Before being elected to the Senedd, Thomas worked as a postal worker until 2020 and was a member of the Communication Workers Union (CWU). In 2008, she was elected to Flintshire County Council as an independent representing Treuddyn before joining Labour in 2015. In 2019, Thomas became Deputy Leader of the council.

Whilst Deputy Leader, Thomas delivered a petition to the Senedd, calling for buses to be run 'for people, not profit'. The petition asked the Welsh Government to regulate commercial bus companies and allow local authorities to run their own bus services.

Thomas was selected to lead the North Wales regional list for Labour in the 2021 Senedd election and was elected as Labour's first ever Member of the Senedd for the North Wales region.

==Parliamentary career==
In February 2022, Thomas was one of three Labour MSs to support introducing rent controls in Wales.

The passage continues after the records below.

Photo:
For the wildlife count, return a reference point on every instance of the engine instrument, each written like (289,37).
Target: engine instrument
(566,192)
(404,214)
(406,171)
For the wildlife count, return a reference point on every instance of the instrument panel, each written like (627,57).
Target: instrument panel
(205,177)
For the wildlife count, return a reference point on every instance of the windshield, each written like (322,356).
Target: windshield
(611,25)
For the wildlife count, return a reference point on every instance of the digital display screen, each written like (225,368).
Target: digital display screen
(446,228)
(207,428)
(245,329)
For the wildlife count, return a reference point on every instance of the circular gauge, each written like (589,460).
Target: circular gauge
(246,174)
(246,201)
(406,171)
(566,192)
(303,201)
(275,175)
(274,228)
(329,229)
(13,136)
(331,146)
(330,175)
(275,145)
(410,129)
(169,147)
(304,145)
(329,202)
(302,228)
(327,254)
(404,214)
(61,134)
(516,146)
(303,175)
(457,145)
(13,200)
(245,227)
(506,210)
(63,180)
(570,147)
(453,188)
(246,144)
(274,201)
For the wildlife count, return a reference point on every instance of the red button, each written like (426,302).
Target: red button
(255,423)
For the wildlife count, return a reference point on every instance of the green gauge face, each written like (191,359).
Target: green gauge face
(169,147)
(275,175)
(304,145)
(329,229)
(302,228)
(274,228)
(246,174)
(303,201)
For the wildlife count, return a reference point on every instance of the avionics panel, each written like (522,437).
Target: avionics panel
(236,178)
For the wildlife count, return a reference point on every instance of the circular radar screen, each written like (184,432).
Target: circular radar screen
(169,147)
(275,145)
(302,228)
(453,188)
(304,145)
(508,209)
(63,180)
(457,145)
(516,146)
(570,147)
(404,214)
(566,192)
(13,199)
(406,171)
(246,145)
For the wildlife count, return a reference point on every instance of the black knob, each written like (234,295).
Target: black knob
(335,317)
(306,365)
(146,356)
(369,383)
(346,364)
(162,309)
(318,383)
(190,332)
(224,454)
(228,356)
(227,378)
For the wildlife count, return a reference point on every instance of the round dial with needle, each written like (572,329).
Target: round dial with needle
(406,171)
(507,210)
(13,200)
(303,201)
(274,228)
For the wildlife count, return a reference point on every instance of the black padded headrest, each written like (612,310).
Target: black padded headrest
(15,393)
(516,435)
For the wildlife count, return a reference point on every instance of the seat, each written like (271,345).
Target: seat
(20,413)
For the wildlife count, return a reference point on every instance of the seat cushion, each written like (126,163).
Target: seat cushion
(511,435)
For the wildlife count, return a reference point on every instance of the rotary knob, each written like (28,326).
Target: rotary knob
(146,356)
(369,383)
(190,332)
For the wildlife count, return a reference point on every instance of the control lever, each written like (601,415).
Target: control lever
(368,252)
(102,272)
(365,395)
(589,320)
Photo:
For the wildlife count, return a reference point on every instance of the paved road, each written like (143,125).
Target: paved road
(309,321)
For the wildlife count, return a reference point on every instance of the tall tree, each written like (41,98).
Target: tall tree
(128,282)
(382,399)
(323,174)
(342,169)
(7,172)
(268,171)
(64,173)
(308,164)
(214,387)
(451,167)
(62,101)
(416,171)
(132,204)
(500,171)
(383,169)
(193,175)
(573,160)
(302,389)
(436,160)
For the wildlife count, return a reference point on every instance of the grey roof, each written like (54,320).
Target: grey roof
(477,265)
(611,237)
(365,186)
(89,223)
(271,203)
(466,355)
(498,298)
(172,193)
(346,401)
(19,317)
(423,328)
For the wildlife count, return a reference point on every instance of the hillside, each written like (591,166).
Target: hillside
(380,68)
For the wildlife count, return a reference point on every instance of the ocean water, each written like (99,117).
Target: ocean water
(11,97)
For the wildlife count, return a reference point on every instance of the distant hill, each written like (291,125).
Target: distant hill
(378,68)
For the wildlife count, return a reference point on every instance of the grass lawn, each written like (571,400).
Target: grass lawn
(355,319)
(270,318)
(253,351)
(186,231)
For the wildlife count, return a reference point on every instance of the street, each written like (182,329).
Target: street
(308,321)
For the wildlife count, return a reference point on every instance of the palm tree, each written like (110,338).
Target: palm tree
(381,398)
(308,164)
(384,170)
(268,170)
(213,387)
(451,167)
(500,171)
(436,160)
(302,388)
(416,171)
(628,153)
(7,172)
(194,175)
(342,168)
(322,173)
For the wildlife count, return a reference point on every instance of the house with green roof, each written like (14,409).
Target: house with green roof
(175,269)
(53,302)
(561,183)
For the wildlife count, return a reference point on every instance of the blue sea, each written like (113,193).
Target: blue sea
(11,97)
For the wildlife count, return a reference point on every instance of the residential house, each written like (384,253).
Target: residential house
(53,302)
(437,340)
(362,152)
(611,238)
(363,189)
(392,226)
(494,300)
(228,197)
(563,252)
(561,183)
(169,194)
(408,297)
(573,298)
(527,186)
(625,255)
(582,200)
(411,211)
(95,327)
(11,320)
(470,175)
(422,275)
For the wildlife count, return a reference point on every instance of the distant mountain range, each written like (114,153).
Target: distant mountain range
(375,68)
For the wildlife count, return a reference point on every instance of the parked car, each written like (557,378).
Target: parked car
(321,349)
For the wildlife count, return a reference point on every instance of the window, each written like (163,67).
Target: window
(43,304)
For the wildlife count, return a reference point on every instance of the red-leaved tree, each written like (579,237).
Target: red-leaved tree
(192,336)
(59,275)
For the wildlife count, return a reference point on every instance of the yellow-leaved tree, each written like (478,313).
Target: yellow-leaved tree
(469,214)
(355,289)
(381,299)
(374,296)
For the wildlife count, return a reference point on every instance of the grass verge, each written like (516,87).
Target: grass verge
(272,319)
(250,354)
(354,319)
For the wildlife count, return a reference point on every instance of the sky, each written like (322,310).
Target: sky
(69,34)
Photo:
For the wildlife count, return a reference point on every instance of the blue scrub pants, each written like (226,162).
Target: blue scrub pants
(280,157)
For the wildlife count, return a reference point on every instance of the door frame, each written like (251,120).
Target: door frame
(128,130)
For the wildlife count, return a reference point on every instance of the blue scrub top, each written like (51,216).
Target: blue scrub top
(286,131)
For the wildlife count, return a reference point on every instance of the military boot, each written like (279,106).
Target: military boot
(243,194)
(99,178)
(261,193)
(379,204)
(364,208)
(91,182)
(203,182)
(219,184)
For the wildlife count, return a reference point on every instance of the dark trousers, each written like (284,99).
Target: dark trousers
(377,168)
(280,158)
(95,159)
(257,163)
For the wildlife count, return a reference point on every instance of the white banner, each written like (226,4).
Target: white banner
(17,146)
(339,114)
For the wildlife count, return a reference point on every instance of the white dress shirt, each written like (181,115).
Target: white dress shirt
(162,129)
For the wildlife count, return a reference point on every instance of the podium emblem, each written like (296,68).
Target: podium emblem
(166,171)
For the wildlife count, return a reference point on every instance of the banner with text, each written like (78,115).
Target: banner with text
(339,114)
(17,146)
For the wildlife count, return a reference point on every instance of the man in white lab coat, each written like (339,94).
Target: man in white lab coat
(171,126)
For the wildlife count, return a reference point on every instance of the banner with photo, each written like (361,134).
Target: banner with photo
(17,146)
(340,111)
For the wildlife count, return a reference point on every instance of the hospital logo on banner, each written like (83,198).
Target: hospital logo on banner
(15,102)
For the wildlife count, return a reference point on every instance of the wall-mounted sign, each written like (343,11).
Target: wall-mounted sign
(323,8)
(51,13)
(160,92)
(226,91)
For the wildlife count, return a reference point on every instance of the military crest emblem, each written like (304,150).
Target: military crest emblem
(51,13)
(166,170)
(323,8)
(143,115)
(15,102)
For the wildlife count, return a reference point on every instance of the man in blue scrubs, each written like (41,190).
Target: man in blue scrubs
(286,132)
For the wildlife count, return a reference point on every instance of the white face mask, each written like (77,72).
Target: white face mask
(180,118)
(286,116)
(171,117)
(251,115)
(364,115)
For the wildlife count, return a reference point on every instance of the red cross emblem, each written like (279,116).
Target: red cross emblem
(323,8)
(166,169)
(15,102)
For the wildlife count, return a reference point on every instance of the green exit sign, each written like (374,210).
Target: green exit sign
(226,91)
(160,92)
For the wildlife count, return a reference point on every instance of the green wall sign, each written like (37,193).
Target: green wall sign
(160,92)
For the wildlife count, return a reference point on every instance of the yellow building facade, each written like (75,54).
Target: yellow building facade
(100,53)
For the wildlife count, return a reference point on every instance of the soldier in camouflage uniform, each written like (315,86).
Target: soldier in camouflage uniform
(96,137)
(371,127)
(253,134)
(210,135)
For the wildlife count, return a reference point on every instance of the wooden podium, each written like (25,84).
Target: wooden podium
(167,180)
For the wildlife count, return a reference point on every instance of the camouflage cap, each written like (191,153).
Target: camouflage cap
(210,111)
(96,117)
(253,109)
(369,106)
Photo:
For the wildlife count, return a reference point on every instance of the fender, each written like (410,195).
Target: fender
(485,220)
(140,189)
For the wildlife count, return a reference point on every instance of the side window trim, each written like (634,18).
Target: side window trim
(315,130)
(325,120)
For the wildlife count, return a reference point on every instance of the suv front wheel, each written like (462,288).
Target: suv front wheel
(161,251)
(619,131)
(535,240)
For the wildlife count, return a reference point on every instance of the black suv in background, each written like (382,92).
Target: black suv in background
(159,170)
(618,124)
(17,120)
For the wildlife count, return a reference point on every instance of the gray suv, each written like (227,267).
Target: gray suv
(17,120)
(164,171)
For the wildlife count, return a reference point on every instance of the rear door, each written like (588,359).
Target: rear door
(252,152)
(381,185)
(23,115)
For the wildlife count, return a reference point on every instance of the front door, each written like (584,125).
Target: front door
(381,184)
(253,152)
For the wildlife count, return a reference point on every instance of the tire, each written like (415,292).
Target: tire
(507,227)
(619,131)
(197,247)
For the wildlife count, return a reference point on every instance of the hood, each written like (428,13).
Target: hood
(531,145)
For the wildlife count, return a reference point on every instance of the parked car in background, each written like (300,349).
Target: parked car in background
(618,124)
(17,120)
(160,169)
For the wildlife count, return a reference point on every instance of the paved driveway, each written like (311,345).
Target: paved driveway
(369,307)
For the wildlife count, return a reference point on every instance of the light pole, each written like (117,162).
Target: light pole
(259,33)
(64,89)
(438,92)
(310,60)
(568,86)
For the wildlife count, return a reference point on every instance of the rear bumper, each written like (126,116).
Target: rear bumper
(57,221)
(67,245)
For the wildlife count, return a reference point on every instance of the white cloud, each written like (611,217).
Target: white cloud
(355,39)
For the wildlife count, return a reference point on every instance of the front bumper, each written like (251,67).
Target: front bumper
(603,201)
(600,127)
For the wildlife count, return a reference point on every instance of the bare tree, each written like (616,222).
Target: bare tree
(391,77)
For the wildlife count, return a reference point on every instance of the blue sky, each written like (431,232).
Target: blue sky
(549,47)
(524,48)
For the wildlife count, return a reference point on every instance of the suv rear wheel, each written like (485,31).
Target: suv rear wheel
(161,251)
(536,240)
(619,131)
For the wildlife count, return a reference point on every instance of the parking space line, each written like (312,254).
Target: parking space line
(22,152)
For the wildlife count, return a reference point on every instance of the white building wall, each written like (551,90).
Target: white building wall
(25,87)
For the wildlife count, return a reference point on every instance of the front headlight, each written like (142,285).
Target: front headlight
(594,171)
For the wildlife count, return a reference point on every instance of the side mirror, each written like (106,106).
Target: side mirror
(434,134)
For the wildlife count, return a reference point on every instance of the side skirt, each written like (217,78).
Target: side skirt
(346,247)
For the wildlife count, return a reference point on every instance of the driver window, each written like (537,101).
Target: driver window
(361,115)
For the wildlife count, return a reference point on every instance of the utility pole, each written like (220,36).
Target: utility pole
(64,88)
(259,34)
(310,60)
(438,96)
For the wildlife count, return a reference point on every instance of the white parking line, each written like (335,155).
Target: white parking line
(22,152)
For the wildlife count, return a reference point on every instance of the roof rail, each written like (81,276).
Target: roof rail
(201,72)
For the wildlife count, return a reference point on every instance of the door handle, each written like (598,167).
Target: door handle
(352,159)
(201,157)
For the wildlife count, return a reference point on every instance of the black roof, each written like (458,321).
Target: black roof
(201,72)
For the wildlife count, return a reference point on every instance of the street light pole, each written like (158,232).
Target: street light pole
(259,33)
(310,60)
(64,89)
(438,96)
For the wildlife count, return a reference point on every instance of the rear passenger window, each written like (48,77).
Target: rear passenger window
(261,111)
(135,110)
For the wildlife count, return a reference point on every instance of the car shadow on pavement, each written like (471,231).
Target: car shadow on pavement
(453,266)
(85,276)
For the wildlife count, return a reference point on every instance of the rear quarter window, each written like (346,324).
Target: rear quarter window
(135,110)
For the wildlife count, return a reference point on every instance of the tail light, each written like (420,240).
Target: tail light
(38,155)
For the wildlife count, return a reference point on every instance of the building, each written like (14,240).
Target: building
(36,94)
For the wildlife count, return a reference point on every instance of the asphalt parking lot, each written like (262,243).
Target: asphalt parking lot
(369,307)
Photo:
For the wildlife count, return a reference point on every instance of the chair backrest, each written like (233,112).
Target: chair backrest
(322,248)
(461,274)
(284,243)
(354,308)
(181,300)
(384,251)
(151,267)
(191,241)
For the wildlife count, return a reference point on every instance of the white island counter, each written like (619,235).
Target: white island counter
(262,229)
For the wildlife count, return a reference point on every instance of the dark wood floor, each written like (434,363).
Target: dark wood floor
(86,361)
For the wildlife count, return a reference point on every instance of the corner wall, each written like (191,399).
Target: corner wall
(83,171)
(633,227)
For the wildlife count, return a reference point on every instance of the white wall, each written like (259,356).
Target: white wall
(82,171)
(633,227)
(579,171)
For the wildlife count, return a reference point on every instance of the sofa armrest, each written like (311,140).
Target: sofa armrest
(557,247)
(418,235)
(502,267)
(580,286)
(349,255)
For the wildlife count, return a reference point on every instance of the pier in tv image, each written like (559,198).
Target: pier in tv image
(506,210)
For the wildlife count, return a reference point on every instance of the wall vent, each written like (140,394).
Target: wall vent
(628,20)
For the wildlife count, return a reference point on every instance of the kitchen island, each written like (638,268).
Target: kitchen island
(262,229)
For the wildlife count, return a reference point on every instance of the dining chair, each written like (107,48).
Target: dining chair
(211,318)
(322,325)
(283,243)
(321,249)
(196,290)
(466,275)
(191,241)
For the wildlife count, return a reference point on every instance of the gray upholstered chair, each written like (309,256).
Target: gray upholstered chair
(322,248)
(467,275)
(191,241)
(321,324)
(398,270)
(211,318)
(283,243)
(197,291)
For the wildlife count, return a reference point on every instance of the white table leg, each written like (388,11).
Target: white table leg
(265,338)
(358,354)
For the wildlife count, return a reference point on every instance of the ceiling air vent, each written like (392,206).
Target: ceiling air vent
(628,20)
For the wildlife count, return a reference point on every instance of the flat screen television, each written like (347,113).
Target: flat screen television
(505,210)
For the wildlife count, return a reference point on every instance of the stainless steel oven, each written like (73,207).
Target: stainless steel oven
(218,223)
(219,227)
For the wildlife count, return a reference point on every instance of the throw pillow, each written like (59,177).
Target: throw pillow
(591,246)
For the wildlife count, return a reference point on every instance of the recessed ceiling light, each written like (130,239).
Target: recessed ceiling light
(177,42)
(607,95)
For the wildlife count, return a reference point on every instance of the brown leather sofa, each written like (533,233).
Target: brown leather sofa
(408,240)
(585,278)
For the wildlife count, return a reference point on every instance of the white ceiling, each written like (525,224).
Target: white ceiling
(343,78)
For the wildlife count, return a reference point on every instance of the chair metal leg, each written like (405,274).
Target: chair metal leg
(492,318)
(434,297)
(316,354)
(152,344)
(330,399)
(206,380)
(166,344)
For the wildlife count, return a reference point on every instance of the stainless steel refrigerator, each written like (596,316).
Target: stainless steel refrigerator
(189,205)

Thomas is a supporter of public ownership. In August 2022, she called for energy companies to be nationalised in response to increased bills.

Since being elected, Thomas has spoken of her experience of working as a postal worker in the Royal Mail following its privatisation in 2013. She has called for Royal Mail to be returned to public ownership, saying that privatisation had 'wrecked' the business because of an 'unhinged profit-obsessed mantra'.

Amidst the Gaza war, Thomas supported an opposition motion from Plaid Cymru calling for a ceasefire in Gaza, triggering a debate and vote in the Senedd, which subsequently backed calls for a ceasefire.

Thomas has been an outspoken critic of carbon capture and storage, and opposed plans for an underground carbon capture pipeline being built through North Wales, describing it as an 'exhaust pipe' which will 'serve to entrench fossil fuel reliance'.

In the 2026 Senedd election, she was an unsuccessful candidate in the Clwyd constituency.

==Personal life==
Thomas is married and has three children.